Cuando vi por última vez a Kepel en su oficina, le pregunté acerca de la acusación de que se había convertido en una especie de defensor neo-gaullista de las tradiciones francesas.

Él se burló un poco, diciendo que eran las circunstancias las que habían cambiado, no él.

"El gran problema es pensar en lo que le ha pasado al país: 239 muertos en 18 meses", dijo, usando su propio recuento. "No tiene precedentes en el suelo francés".

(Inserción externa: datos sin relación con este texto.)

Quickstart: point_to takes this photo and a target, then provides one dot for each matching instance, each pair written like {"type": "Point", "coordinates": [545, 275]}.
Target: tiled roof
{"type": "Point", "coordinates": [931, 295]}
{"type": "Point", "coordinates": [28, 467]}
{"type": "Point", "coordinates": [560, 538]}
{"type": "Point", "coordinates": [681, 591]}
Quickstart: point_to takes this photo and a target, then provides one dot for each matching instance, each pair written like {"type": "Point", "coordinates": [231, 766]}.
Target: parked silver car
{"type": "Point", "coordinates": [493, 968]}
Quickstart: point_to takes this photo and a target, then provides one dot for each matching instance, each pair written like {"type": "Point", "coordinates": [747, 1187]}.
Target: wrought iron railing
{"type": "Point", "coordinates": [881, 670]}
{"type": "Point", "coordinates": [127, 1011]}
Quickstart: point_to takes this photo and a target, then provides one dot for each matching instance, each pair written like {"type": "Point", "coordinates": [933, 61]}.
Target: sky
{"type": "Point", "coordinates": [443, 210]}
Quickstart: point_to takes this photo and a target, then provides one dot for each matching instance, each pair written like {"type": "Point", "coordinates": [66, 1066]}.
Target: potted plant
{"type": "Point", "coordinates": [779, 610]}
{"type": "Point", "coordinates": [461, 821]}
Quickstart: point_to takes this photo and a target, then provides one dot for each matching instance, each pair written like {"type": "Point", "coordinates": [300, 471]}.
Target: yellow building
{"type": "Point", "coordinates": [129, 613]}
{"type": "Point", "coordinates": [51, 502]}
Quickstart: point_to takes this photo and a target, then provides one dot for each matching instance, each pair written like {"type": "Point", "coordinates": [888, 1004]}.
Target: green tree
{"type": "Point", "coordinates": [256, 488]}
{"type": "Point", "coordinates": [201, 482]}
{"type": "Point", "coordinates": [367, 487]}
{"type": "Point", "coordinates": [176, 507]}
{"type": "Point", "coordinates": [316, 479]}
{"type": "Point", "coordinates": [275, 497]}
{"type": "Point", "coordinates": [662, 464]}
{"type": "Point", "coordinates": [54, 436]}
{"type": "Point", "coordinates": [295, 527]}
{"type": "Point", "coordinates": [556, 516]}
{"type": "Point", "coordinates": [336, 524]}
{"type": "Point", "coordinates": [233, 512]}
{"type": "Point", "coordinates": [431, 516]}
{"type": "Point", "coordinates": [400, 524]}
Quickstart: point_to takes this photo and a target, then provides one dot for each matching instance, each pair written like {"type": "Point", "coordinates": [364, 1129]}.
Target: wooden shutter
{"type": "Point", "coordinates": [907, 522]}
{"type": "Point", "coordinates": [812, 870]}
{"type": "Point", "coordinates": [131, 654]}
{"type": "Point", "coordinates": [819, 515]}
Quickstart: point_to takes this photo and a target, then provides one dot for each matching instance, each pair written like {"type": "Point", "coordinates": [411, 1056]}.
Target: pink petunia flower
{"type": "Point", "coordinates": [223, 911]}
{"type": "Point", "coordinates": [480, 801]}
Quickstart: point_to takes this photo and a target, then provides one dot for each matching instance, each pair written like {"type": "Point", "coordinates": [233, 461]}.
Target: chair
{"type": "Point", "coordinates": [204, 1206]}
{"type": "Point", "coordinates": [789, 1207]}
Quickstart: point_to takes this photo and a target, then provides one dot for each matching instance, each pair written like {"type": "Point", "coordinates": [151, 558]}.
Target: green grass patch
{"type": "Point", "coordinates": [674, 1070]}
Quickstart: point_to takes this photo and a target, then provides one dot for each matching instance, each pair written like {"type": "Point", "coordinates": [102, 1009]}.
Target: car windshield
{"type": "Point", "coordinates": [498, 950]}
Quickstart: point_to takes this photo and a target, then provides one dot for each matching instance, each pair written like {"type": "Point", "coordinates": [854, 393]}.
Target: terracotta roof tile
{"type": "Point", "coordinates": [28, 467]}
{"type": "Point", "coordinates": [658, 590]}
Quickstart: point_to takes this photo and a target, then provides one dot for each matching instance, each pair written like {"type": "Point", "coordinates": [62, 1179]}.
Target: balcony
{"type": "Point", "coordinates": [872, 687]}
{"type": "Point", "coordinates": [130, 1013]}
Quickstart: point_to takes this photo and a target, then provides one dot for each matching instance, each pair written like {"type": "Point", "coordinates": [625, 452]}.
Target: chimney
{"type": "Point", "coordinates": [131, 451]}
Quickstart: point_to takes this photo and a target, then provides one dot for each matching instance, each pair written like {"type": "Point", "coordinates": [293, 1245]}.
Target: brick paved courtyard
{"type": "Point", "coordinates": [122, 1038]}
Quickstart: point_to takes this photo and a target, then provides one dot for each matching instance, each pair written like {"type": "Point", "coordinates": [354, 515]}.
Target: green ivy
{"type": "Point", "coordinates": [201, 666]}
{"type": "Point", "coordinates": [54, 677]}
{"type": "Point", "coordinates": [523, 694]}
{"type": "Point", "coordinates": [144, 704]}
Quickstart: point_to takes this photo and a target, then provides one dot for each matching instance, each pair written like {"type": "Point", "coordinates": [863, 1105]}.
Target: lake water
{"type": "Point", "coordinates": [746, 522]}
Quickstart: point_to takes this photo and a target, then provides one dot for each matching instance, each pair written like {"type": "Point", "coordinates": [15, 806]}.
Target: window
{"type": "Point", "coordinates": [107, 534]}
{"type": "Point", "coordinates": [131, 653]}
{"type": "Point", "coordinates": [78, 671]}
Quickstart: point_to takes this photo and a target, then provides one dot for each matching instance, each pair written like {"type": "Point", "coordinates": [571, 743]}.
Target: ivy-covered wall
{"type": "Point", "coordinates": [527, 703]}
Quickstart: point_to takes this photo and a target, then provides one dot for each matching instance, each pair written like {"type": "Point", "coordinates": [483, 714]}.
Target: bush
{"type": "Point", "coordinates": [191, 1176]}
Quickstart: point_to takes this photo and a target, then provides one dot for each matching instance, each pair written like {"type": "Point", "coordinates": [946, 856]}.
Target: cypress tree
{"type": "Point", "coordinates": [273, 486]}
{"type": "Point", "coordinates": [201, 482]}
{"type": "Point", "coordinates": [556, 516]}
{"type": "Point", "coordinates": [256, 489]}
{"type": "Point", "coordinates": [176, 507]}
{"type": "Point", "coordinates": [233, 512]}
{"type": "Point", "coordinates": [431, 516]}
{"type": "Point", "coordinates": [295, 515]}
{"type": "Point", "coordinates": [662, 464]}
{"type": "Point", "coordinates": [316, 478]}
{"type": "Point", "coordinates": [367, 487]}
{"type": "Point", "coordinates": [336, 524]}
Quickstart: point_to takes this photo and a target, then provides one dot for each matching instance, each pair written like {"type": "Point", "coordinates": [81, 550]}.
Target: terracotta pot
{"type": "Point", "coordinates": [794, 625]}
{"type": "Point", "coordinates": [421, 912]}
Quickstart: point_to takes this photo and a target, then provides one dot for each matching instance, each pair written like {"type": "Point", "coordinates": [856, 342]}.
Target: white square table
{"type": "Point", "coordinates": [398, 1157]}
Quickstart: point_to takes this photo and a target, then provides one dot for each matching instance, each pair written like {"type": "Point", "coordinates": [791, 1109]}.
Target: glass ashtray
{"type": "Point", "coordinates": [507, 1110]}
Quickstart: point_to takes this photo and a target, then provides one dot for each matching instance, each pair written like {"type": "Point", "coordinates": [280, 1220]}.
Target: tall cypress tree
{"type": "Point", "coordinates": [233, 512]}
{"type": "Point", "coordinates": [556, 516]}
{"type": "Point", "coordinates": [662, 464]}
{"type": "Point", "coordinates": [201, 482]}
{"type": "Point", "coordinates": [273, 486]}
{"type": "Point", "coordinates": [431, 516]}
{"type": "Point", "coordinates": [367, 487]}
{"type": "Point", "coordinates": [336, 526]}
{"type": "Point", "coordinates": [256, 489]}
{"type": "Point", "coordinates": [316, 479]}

Él dijo que veía su rol como un presentador de hechos sobre lo que provocó esas tragedias, no ofreciendo soluciones. Algunos de esos hechos eran incómodos, y algunas personas -incluyendo funcionarios en lugares como Mantes-la-Jolie y Trappes, con sus enclaves islamistas de núcleo duro- no estaban dispuestos a enfrentarlos.

A otros le tocó encontrar maneras de curar las heridas de Francia. Kepel me recordó que su carrera estaba principalmente detrás de él y que él no tenía nada que perder. "Puede ser que me influencien mis antecedentes como nieto de un francés asimilado", agregó. "Pero básicamente, soy sólo un orientalista con sangre fría y piel gruesa”.